М. С. Мы привезли свой журнал… несколько экземпляров. Если кто-то захочет взять — пусть люди берут, знакомятся.
М. П. Спасибо большое. Вы заметили — у нас много литературы лежит на столах. Люди берут читать. Бывает, подходят — набирают гору книг и журналов, садятся и смотрят. Многие говорят: мы будем к вам ходить читать.
…Звучала негромкая музыка; негромкие разговоры за соседними столиками… иногда коротким грохотом напоминала о себе кофемолка… пахло чем-то непередаваемым, горьковато-пряно-сладким… И было так приятно смотреть на уверенную в себе, свободную, умную и очаровательную молодую женщину, поддерживать интеллигентную, но лёгкую беседу и — чувствовать себя «в своей тарелке». Как давно уже не было…
От Волхонки до Чистых Прудов
Максим Лаврентьев, главный редактор журнала «Литературная учёба», в день нашего отъезда зашёл за нами в ресторанчик у Курского вокзала, где мы обедали, и увлёк с собой по маршруту, освоенному им… как собственные стихи. Впрочем, оказалось, что это вовсе не беспочвенные фантазии восторженной экскурсантки, которую ведут по тайным тропам неисчислимых исторических перипетий. Стихи действительно есть! Целая поэма. Её строфами буквально схвачено наше недолгое, но увлекательное путешествие по весенней Москве — странно немноголюдной, пронизанной солнечным светом, овеваемой прохладным ветром, такой непритворно гостеприимной и такой ласковой.
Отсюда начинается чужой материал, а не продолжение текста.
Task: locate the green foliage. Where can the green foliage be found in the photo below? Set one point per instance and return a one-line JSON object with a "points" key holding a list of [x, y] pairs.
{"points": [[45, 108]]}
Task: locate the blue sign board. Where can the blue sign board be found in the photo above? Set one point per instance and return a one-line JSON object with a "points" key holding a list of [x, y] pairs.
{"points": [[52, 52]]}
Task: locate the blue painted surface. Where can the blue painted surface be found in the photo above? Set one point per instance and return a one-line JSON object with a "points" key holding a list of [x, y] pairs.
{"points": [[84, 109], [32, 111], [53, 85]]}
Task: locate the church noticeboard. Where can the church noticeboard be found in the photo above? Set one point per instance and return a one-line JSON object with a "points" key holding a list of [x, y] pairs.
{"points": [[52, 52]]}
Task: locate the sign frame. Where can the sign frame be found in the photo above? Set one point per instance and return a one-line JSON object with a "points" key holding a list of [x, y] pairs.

Вот эта экскурсия — слово в слово, разве что со сдвигом вспять дней этак на двадцать-тридцать!
Там, где на месте сталинской воронки
Поднялся вновь дебелый храм Христа,
Покинул я ту сторону Волхонки
И перешёл на эту неспроста:
Признаюсь вам, в Российский фонд культуры
Я нёс бумаги для какой-то дуры.
И опоздал, конечно. (Как назло
Всё время попадаю в передряги!)
Обеденное время подошло.
Ну что ж! Охранник передаст бумаги.
Пускай она заслуженно поест,
А мне пора освободить подъезд.
Вот спуск в метро. Но день такой весёлый,
Что захотелось погулять, как встарь.
Так, помнится, пренебрегая школой,
Бродил я здесь.
И тоже был январь.
Бассейн ещё пыхтел клубами пара,
Но полз троллейбус так же вдоль бульвара.
Покаявшись за прошлые года,
Зима повсюду сделала успехи.
Лопатами крошили глыбы льда,
Сгребали снег бесстрастные узбеки.
А дальше впереди бульвар был пуст
И гулко отдавался снежный хруст.
Направо поперёк бульвара лодка
Дурацкая привычный портит вид.
А в лодке, словно за неё неловко,
С собой несхожий Шолохов сидит.
И, опасаясь новых козней вражьих,
Налево убегает Сивцев Вражек.
А вот и Гоголь. С ним произошла
Лет шестьдесят назад метаморфоза:
Измученного лицезреньем зла
Сменил здесь бодрячок официоза.
Прилизан и дипломатично сер
Сей дар Правительства СССР.
С верблюдом про себя сравнив кого-то,
Кто сплюнул под ноги на тротуар,
Я обошёл Арбатские Ворота
И на Никитский выбрался бульвар.
Он и у вас не вызвал бы восторга:
Театр скучнейший да музей Востока.
Иное дело милый мой Тверской!
Да, потрудились тут, обезобразив
Бульвар старинный заодно с Москвой.
Но всё ж малоприметен Тимирязев.
И лишь Есенин, точно Командор,
Кидает сверху вниз нездешний взор.
Вокруг него собранье пёстрой шоблы.
Седые панки квасят без конца.
Скамейки оккупировали коблы.
Ни одного нормального лица!
Но эти морды наглые, косые,
Рифмуются с таким певцом России.
Мелькает за оградой старый дом,
Чьи стены для меня всего дороже.
Должно быть, то Эдем или Содом,
Что для иных почти одно и то же.
Какие люди отрывались тут!
А я — я приходил в Литинститут.
Хотя какая к чёрту alma mater!
Мы разошлись, как в море корабли,
Но, вероятно, пересох фарватер,
И вот сидим и ноем на мели.
Уж лучше бы строчить нас научили
Для заработка — в день по доброй миле.
Нет, нет, шучу! Спасибо и за то,
Что мне профессор объяснил толково
(А он был дока и большой знаток):
Поэзия — не вычурное слово,
Прозрачность в ней важна, и глубина:
Хоть видно камни — не достать до дна.